Maia defendeu que o Executivo demonstre aos parlamentares, aos líderes e aos partidos o impacto no Orçamento da União no próximo ano se a reforma não for aprovada. Ele reconheceu que a votação das duas denúncias contra Michel Temer gerou desgaste para aqueles que apoiaram o governo. Em ambos os casos, o Plenário negou autorização para processos contra o presidente da República no Supremo Tribunal Federal.
“Passamos cinco meses de muita tensão, e houve um desgaste muito grande para os deputados que votaram com o presidente Temer. Os deputados estão machucados. Tendo o desgaste, cabe ao governo reorganizar sua base para voltar a ter número e votar a Previdência”, disse Maia.

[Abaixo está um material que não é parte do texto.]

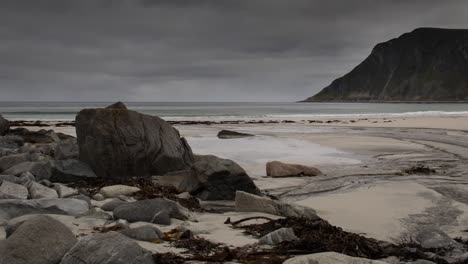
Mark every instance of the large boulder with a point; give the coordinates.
(278, 236)
(40, 169)
(9, 190)
(4, 125)
(107, 248)
(246, 202)
(144, 233)
(7, 162)
(70, 170)
(151, 211)
(66, 149)
(11, 142)
(219, 178)
(11, 208)
(119, 143)
(330, 258)
(39, 240)
(39, 191)
(280, 169)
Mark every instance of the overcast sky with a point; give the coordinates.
(197, 50)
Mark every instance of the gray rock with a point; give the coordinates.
(228, 134)
(280, 169)
(39, 191)
(150, 211)
(64, 191)
(37, 137)
(97, 213)
(43, 148)
(278, 236)
(110, 206)
(330, 258)
(70, 171)
(40, 169)
(39, 240)
(246, 202)
(7, 162)
(116, 190)
(6, 152)
(221, 178)
(144, 233)
(182, 181)
(66, 149)
(26, 178)
(9, 190)
(11, 208)
(4, 125)
(9, 178)
(11, 142)
(142, 145)
(107, 248)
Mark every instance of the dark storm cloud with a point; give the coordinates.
(197, 50)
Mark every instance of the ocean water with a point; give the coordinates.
(235, 111)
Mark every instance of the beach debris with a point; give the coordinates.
(280, 169)
(419, 169)
(229, 134)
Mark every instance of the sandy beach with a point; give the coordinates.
(364, 189)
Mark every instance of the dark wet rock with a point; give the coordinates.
(280, 169)
(11, 142)
(39, 240)
(45, 149)
(114, 191)
(111, 205)
(151, 211)
(9, 190)
(11, 208)
(66, 149)
(97, 213)
(143, 233)
(107, 248)
(219, 178)
(64, 191)
(70, 170)
(278, 236)
(4, 125)
(6, 152)
(246, 202)
(119, 143)
(182, 181)
(227, 134)
(39, 191)
(330, 258)
(40, 169)
(9, 178)
(7, 162)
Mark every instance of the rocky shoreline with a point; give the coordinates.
(128, 189)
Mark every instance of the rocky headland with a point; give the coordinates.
(425, 65)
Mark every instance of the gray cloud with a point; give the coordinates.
(197, 50)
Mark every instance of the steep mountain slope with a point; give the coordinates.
(427, 64)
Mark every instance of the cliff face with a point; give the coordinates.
(427, 64)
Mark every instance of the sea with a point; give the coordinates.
(233, 111)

O presidente da Câmara afirmou ainda que o governo pode apresentar um texto mais enxuto para a reforma, tentando aprovar mudanças na idade mínima para aposentar e novas regras para os servidores públicos.
“É exagero falar em privilégios, mas os que ganham mais precisam contribuir do ponto de vista do tempo. Então, a idade mínima e uma transição para cada um possa contribuir um pouco mais, não vejo problema, mesmo porque a expectativa de vida no Brasil cresceu muito”, defendeu.